The letter D. I love it, and I hate it. It is the first letter of my name, but also the first letter of an awful, nasty word–divorce. Divorce rips apart families, tears up happiness, and shatters childhood Disney fantasies. I was devastated. I thought no one else in the world could be in more distress than I was. It even became plain how despair caused suicides–not that I had had intentions, but I had understood the desire. Divorce was the legal ending of a marriage in the modern world. There were no such thing in the fantasies I believed in as a child. In spite of the fact that half of the marriages today come to this unpleasant halt, I certainly didn’t grow up expecting my parents to be totted into these fabricated figures. In the deep of the night, water spilled out of my eyes. I could have easily filled up an entire olympic-sized swimming pool with my teardrops.
It certainly wasn’t unexpected. With quotidian World War III-scaled clashes taking place at my home, I was hardly cajoled by the saying, “There’s nothing half so pleasant as coming home again.” On one typical school day, I was asked unexpectedly to write about my family. My brain was stumped. I saw my classmates were thrilled by the prompt, proposing topics such as family vacations, parents’ day, and picnics to write about. I peered at my own paper, clean and mint. There were only the repeating lines of blue in a consistent and uniformed manner. It was too perfect.
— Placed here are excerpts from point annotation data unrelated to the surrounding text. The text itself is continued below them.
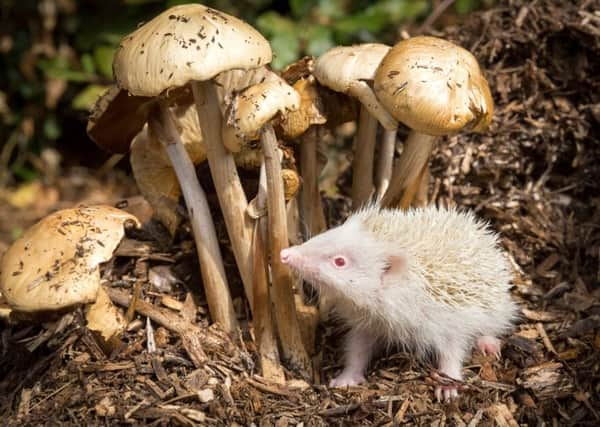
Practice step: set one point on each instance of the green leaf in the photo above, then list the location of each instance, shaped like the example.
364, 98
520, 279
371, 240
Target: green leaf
332, 9
16, 232
59, 68
273, 24
465, 6
319, 39
379, 15
286, 49
103, 57
86, 99
87, 63
52, 129
301, 8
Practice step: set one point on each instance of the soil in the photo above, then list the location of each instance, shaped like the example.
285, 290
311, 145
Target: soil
534, 175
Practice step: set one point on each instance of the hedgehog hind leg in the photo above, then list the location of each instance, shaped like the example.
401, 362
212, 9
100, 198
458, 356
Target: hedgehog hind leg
489, 345
360, 346
450, 362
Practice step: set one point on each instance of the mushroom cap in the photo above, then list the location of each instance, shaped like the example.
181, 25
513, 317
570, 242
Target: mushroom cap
55, 263
347, 69
434, 87
311, 111
185, 43
254, 107
153, 170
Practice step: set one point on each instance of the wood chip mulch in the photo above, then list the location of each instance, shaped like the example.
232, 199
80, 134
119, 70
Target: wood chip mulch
535, 175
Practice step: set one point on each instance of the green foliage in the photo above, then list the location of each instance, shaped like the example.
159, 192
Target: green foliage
73, 42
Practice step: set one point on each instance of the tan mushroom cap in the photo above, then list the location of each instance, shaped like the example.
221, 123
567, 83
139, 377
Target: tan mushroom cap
347, 69
55, 264
311, 111
185, 43
254, 107
153, 170
434, 87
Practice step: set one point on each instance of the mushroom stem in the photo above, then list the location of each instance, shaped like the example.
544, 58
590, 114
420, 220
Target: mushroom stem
283, 295
263, 322
364, 152
422, 196
226, 180
414, 157
385, 162
310, 186
205, 236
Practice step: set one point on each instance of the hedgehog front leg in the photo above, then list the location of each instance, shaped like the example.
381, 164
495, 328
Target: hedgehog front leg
360, 346
450, 362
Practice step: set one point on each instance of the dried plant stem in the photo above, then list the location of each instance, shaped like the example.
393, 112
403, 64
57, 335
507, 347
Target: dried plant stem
227, 182
408, 168
362, 164
310, 185
205, 236
385, 162
191, 335
263, 322
422, 196
282, 287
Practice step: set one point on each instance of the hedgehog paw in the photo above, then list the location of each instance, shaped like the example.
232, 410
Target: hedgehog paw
347, 379
446, 393
489, 345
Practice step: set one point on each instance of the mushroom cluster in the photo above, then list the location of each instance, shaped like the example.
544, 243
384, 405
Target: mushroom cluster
193, 84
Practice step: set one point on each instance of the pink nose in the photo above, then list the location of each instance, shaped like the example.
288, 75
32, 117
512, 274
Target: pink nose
285, 256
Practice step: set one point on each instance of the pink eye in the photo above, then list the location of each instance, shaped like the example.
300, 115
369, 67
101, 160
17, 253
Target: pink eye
339, 261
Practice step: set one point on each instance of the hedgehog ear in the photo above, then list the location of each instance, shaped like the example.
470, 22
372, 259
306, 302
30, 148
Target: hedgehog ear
395, 264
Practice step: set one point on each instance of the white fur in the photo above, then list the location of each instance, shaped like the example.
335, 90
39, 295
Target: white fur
451, 288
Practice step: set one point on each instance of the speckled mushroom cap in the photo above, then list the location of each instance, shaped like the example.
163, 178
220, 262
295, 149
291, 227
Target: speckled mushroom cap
347, 69
185, 43
55, 263
255, 106
434, 87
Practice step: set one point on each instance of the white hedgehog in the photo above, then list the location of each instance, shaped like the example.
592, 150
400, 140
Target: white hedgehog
431, 279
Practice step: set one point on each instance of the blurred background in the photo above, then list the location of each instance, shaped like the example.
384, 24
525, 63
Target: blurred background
56, 56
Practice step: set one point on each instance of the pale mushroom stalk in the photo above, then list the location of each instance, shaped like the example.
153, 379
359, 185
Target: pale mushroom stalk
192, 43
226, 180
262, 314
249, 118
362, 163
310, 184
385, 162
405, 179
422, 195
282, 287
205, 236
348, 69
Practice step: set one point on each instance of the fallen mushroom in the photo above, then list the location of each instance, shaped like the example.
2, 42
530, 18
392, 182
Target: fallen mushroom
347, 69
436, 88
55, 265
193, 44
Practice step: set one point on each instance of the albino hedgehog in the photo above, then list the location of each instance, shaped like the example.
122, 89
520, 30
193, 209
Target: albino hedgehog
430, 279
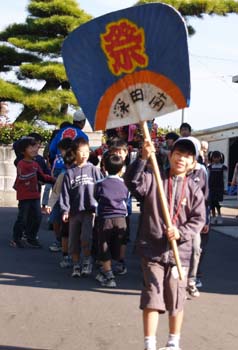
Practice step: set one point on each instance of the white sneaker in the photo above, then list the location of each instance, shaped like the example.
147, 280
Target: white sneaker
192, 290
170, 348
76, 271
213, 220
87, 266
66, 262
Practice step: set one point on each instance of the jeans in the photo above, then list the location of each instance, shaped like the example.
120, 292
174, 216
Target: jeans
28, 219
195, 258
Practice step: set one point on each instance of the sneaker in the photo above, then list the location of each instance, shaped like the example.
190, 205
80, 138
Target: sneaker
213, 220
66, 262
198, 283
193, 291
17, 243
120, 268
33, 243
87, 267
100, 277
109, 280
55, 247
170, 348
109, 283
76, 271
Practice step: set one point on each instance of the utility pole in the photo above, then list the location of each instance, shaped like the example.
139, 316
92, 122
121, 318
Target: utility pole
182, 119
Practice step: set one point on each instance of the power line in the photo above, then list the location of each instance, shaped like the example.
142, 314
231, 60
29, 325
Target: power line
215, 58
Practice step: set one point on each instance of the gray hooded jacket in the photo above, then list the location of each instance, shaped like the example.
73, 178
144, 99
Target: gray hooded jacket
153, 243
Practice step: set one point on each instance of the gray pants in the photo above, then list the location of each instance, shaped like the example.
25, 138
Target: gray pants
195, 258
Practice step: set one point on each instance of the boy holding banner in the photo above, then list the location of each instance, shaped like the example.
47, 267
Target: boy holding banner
162, 288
Seven years elapsed. Not a day went where both my parents picked me up from school, took me on vacations, or simply gathered around the dinner table and shared stories. It had been so long, so long that I’ve forgotten the feeling of being complete, as a whole, as a family. Whenever I walked into a restaurant and saw families sharing jokes, I would feel my face stiffen as I released a soft breath of sorrow and bitterness. I still remember the day when the papers were signed, the alleged legal documents, full of formal jargons of the law. The constitution, which supposedly protects justice, peace, and happiness of humanity, was endorsing a cruel act of suffering. That day, I dropped “everlasting love” from my lexicon.
With the constant unconditional support that came from my friends and church mates, I gradually got better tear-by-tear. I went from one day without crying to one week without crying, from crawling to walking. They were baby steps, but it was on the right course of recovery. I started learning how to forgive. Life was not merely black and white. The grey zone did exist. There are things between my parents that I may never know, but it was their decision and I should respect it, not interfere.
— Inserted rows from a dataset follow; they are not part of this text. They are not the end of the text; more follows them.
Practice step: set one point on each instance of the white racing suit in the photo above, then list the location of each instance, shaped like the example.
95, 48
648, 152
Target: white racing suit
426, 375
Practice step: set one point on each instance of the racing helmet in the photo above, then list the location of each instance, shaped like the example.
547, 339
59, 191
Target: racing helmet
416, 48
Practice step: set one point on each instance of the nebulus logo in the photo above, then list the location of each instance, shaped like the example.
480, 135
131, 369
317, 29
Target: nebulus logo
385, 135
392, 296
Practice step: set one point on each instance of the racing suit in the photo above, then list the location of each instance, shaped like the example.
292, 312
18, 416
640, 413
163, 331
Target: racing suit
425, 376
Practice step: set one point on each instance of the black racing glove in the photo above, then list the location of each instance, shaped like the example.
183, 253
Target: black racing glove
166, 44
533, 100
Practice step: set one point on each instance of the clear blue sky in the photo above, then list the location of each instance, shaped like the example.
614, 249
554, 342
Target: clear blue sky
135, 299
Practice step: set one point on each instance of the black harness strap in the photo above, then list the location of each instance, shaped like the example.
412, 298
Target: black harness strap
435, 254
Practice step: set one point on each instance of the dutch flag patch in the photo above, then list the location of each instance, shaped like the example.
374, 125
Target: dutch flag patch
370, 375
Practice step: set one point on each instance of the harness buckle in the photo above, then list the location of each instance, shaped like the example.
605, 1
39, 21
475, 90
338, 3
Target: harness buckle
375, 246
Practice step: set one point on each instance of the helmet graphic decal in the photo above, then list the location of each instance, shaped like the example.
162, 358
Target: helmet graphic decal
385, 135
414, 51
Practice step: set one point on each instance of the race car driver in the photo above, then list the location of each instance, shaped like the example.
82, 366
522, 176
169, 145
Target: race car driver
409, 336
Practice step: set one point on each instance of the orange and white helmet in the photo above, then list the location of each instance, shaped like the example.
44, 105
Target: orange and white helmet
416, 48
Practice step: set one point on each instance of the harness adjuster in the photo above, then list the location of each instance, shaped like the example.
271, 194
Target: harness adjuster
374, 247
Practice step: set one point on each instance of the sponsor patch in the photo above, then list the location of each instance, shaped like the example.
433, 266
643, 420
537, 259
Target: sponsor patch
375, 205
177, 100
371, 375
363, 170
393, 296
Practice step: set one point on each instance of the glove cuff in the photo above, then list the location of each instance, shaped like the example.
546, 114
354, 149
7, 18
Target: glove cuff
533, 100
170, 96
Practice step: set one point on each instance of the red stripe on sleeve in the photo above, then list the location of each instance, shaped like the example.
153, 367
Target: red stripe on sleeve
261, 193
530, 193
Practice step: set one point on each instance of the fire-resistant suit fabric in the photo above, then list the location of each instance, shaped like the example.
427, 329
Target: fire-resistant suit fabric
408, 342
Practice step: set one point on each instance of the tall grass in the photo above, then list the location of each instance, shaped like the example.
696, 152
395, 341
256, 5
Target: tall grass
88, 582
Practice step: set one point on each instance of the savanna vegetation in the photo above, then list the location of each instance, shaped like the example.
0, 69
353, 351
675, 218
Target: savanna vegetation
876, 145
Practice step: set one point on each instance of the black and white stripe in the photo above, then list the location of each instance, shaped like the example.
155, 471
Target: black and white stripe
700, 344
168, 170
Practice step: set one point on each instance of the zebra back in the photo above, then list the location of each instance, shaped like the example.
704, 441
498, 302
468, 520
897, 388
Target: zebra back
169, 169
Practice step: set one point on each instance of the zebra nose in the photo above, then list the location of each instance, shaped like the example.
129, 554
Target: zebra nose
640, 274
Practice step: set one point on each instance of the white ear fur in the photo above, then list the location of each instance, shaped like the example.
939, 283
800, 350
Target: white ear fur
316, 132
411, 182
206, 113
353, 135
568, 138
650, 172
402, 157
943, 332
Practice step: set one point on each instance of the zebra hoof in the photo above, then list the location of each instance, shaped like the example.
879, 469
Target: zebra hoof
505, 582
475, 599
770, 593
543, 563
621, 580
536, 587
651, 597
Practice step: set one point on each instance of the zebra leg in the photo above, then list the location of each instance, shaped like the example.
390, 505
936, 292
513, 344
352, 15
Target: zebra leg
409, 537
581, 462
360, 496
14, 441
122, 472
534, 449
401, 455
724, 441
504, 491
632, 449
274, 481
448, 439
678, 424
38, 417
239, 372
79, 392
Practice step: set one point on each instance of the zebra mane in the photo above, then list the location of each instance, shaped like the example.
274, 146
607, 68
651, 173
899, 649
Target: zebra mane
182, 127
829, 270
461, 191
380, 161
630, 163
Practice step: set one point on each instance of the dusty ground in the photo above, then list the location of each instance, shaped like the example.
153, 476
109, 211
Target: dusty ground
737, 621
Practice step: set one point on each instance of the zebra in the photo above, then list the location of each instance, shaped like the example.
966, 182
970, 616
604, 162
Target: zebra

Their divorce has taken me on a lengthy and unforgettable journey, allowing me to discover happiness on a different but higher level. I gained the capability of giving love and not taking in harm from others. The pitch-black darkness of the night no longer haunts me. In fact I want it to get darker and darker, because at some point, it won’t be able to get any darker. And when it can’t get any darker, light will emerge.
It seems the greatest lessons in life are not taught in schools or universities, but rather through the toughest moments life takes you. As the Chinese proverb states, “how will you know something is sweet, when you have not tasted bitter.” The challenge of getting through any obstacle in life is not the problem itself, but the ability to stay positive and to make the right choices. It is these trials that keep me strong.